No es la tumba otra nieve que la blanquísima de los templos
donde el cruzado atormentó la esclavitud de su corona
y el dolor descifró una vez la oposición de los espejos.
Es el trovador el que sangra de las muertes la amorosa
de su ermitaño laúd junto al tribunal del forastero.
No hay canción para el amor de provenzales, ni su derrota
sobre el campo de batalla igualará el mármol de sus almas.
Gobernarán la frente, luz de tus anillos, Montsalvat.
¿Existieron las batallas bajo este polvo que se pierde,
donde la tierra es el filamento que respira la furia?
Veo tus pies marcados por el alba de un fuego que me
advierte
la edad terrible del amor que en otros ojos me
conjuga.
Háblame de las armas que se apagaron bajo la nieve,
del número celeste de los perdidos bajo las cúpulas.
Celebra junto a mí el tamaño final de tu desastre.
Amarga en esta boca el diálogo fecundo de tu
sangre.
¿Recuerdas el invierno que esperabas por su luz
austera?
Amarras aquel súbito recuerdo al pasto de las piras
y tu vértigo es un rastro de conquistas, bronce y
estelas
húmedas en el vino meditabundo de tus pupilas.
interiores
Un lóbrego segundo estalla en el resumen de la
piedra.
Las cúspides son secretas, humillado lo que se olvida.
Morir besando la neblina. Nieve apenas. Blancos
atrios,
doce llamas detenidas en el corazón de los años.
III. Sentencia de venablos
Fue sembrada la luz entre los reinos tórridos del alma,
bajo la osamenta desollada del árbol en invierno,
donde la mazada del trueno en el oído no descansa
y un brazo de espuma desentraña bajeles, en el leño
atormentado por el hambre ágil del fuego que se
engarza
sobre un ejército de noches ante el barro de los
muertos.
Sembrada en el pensamiento vegetal que heleniza al
sauce
con la fruición del agua ante el sol numérico del
estanque.
Como un reloj que en busca del tiempo lo quema en
su camino,
el Arquero marcha sobre el polvo delgado de su viaje.
El arte de seguir alude a la inocencia del sentido.

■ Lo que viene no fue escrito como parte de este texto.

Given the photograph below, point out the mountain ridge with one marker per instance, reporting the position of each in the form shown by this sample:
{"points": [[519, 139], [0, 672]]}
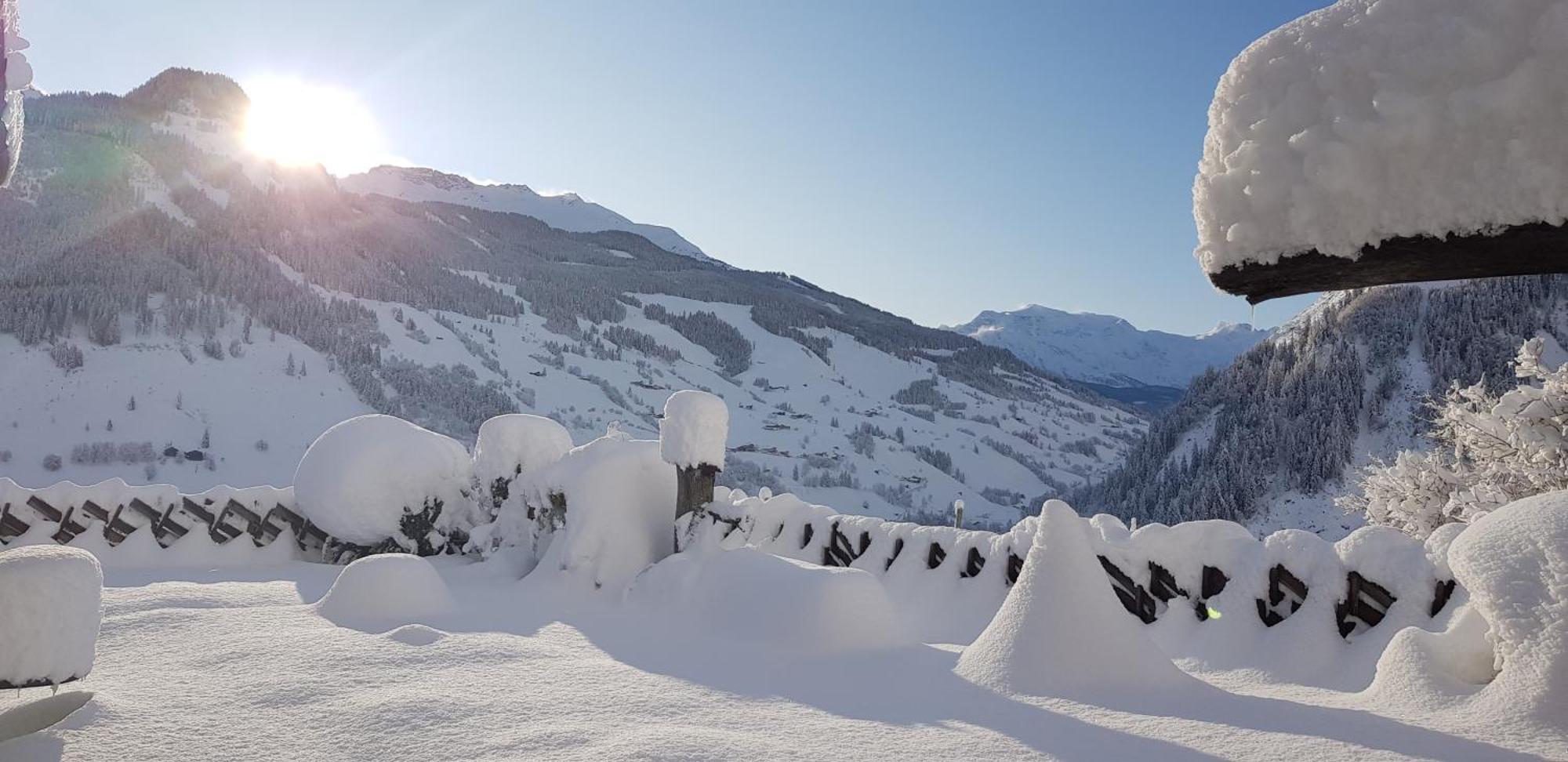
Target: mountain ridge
{"points": [[241, 308], [1106, 350]]}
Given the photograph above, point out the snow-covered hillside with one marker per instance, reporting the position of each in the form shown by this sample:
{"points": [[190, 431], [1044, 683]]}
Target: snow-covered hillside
{"points": [[567, 211], [1276, 437], [1106, 349], [255, 307]]}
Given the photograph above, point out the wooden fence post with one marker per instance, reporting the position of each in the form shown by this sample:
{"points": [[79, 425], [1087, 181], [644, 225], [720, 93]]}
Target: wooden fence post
{"points": [[695, 487]]}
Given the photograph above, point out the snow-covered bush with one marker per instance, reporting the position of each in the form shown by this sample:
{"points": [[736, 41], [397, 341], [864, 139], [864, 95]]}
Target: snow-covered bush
{"points": [[512, 446], [1061, 633], [1506, 651], [49, 614], [620, 510], [387, 485], [512, 454], [1495, 449]]}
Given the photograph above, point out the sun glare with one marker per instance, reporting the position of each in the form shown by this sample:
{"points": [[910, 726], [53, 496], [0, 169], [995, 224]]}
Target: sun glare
{"points": [[300, 125]]}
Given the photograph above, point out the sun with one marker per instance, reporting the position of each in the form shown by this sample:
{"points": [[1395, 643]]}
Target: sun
{"points": [[302, 125]]}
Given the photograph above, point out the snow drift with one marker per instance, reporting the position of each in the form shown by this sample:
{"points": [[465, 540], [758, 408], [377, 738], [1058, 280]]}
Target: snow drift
{"points": [[49, 614], [382, 592], [1374, 120], [771, 601]]}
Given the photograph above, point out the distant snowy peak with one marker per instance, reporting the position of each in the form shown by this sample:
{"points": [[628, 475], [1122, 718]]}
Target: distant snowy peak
{"points": [[567, 212], [1106, 349]]}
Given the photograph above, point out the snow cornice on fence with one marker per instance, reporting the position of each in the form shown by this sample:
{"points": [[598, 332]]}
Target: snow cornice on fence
{"points": [[1395, 142]]}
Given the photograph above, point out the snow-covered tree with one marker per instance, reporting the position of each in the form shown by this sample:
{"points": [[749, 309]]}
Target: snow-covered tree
{"points": [[1497, 449]]}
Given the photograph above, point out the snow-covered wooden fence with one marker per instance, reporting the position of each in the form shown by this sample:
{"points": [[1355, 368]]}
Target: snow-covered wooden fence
{"points": [[1153, 573], [115, 512], [529, 468]]}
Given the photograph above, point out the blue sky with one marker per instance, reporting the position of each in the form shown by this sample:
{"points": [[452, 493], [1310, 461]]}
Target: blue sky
{"points": [[931, 159]]}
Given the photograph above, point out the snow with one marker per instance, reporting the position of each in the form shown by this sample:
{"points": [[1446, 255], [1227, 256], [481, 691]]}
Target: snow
{"points": [[1061, 633], [567, 212], [694, 429], [1387, 118], [363, 476], [1106, 349], [1514, 565], [379, 593], [735, 655], [620, 513], [49, 614], [777, 603], [518, 446]]}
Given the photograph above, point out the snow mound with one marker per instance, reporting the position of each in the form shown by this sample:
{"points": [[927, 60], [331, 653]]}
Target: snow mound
{"points": [[517, 444], [363, 476], [1385, 118], [380, 592], [694, 430], [49, 614], [416, 636], [1061, 633], [777, 603], [1514, 562], [620, 512]]}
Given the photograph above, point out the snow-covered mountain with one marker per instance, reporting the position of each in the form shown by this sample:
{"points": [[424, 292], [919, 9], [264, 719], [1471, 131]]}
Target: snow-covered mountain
{"points": [[176, 310], [1106, 349], [567, 211], [1276, 437]]}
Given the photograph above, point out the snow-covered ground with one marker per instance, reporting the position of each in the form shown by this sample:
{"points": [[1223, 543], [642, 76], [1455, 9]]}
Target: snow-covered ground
{"points": [[189, 659]]}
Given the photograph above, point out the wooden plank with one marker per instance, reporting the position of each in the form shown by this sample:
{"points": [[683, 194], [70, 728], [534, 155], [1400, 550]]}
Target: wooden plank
{"points": [[1520, 250]]}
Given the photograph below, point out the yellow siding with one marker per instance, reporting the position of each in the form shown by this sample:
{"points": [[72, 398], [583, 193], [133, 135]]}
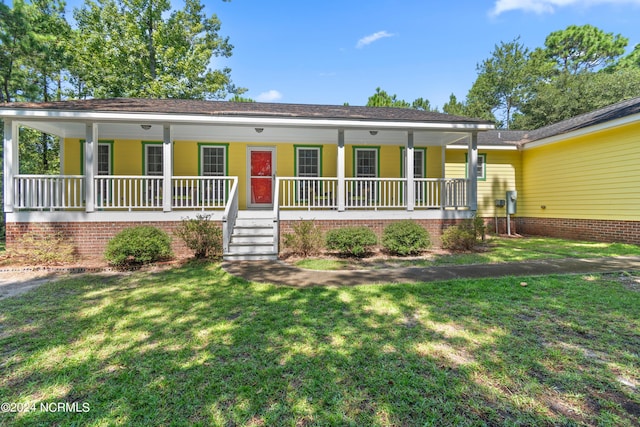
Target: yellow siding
{"points": [[127, 159], [503, 173], [595, 176]]}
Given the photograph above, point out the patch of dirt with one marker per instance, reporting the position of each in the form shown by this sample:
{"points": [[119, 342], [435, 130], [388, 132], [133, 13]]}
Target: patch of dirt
{"points": [[17, 278], [630, 281], [377, 259]]}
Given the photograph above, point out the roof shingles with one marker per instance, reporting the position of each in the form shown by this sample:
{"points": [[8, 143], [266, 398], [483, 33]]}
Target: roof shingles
{"points": [[251, 109]]}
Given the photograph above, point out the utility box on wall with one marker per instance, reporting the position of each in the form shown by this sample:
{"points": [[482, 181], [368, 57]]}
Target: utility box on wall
{"points": [[512, 202]]}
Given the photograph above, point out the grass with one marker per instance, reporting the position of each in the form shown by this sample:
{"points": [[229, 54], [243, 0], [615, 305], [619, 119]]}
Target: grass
{"points": [[195, 346], [495, 250]]}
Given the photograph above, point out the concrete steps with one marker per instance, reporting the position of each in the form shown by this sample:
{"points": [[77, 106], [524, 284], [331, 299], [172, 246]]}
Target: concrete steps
{"points": [[252, 237]]}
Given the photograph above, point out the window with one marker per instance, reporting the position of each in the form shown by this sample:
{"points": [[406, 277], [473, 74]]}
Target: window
{"points": [[419, 171], [482, 166], [419, 161], [104, 159], [366, 162], [364, 192], [308, 161], [153, 164], [213, 160], [308, 166]]}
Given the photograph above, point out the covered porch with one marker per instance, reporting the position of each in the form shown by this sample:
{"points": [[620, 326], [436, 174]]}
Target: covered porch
{"points": [[361, 162]]}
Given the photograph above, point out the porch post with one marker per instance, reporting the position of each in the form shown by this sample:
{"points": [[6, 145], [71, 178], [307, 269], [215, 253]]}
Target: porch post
{"points": [[11, 162], [167, 168], [90, 165], [472, 192], [408, 167], [340, 170], [443, 161]]}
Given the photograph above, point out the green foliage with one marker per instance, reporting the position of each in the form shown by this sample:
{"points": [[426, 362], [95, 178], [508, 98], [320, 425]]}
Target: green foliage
{"points": [[501, 82], [569, 95], [383, 99], [305, 240], [353, 241], [139, 48], [37, 249], [138, 245], [202, 236], [405, 238], [583, 48]]}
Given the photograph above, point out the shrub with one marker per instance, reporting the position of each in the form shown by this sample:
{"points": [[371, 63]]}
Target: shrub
{"points": [[201, 235], [305, 240], [138, 245], [34, 248], [354, 241], [459, 237], [405, 238]]}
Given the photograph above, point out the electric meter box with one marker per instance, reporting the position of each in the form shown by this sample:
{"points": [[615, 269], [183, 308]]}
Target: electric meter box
{"points": [[512, 202]]}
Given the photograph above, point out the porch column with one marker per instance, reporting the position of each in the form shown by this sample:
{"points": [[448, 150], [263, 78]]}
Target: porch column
{"points": [[408, 167], [11, 162], [472, 192], [167, 168], [340, 170], [90, 165], [443, 161]]}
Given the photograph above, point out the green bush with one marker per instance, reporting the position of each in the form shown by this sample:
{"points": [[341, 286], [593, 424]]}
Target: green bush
{"points": [[459, 237], [138, 245], [405, 238], [305, 240], [201, 235], [354, 241]]}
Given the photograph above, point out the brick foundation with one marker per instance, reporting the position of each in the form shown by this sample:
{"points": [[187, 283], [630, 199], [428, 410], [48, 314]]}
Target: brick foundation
{"points": [[582, 229], [435, 227], [90, 238]]}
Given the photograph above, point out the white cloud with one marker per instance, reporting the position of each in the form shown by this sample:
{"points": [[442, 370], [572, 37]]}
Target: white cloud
{"points": [[372, 37], [269, 96], [548, 6]]}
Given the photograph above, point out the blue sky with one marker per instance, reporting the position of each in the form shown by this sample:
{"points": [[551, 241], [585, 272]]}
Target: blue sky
{"points": [[336, 51]]}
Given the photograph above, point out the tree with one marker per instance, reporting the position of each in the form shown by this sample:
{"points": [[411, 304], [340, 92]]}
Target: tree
{"points": [[570, 95], [454, 107], [501, 83], [383, 99], [141, 48], [630, 61], [583, 48]]}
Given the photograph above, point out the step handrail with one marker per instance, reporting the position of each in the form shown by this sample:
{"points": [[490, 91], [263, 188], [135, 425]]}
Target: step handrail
{"points": [[230, 215], [276, 216]]}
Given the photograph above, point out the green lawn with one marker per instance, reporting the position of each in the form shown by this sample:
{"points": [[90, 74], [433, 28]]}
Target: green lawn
{"points": [[495, 250], [194, 346]]}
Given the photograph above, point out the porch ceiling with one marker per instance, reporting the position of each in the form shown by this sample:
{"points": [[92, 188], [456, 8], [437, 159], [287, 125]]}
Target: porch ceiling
{"points": [[246, 133]]}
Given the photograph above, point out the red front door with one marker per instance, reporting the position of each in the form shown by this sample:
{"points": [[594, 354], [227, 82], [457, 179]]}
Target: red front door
{"points": [[261, 178]]}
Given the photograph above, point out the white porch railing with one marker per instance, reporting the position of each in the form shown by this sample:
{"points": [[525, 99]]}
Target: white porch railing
{"points": [[48, 191], [371, 193], [201, 192], [367, 193], [128, 192], [307, 193]]}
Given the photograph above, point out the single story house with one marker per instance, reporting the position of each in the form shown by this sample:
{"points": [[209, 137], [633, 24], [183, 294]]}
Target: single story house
{"points": [[576, 179], [257, 168], [254, 167]]}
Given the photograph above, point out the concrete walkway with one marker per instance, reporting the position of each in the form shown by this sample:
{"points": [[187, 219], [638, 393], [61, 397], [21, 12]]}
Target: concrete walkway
{"points": [[278, 272]]}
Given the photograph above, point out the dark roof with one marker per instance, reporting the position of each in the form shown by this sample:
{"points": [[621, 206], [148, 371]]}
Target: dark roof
{"points": [[255, 109], [599, 116]]}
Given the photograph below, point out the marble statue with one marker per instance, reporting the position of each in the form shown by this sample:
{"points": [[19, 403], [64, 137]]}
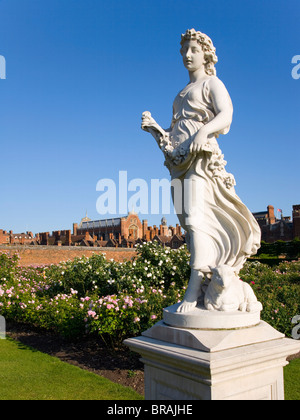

Arrinconado en el clamor de otra floresta, entre el
estanque
y la selva moza de estaciones, un jilguero ha caído:
círculos y sombras mueve mi mano sobre el agua.
Sabe
mi ley beber el reflejo que salta fugaz en las redes.
Sabe mi corazón cantar lo irremplazable, lo más breve.
La encrucijada minuciosa no sospecha al cazador
en el trayecto de las huellas convidadas de contornos.
El amuleto de su máscara que estalla en el arzón
también lleva el perfume coral de los bosques en
responso
y guarda los calibres de su espera, rastros del calor
acodado en la lid de la jauría y en la prez del potro.
Una parvada de ballestas se encamina por estrechos
parajes de limones gayos entre el pecho del invierno.
La aurora da santuarios de aloaria en inflamables cimbras
que el nitro de los cirros encarama a la rosa del cielo.
El corno inaugural desboca a los galgos por la campiña.
Sus mordiscos en la riada de ladridos cargan de aliento
la prodigiosa perturbación de las faunas en huida.
El galope recuña brillos en los flancos, da de lleno
su disparo a la montura del relente.
La presa vive
aunque la ringlera de sangre deja su mosto en las vides.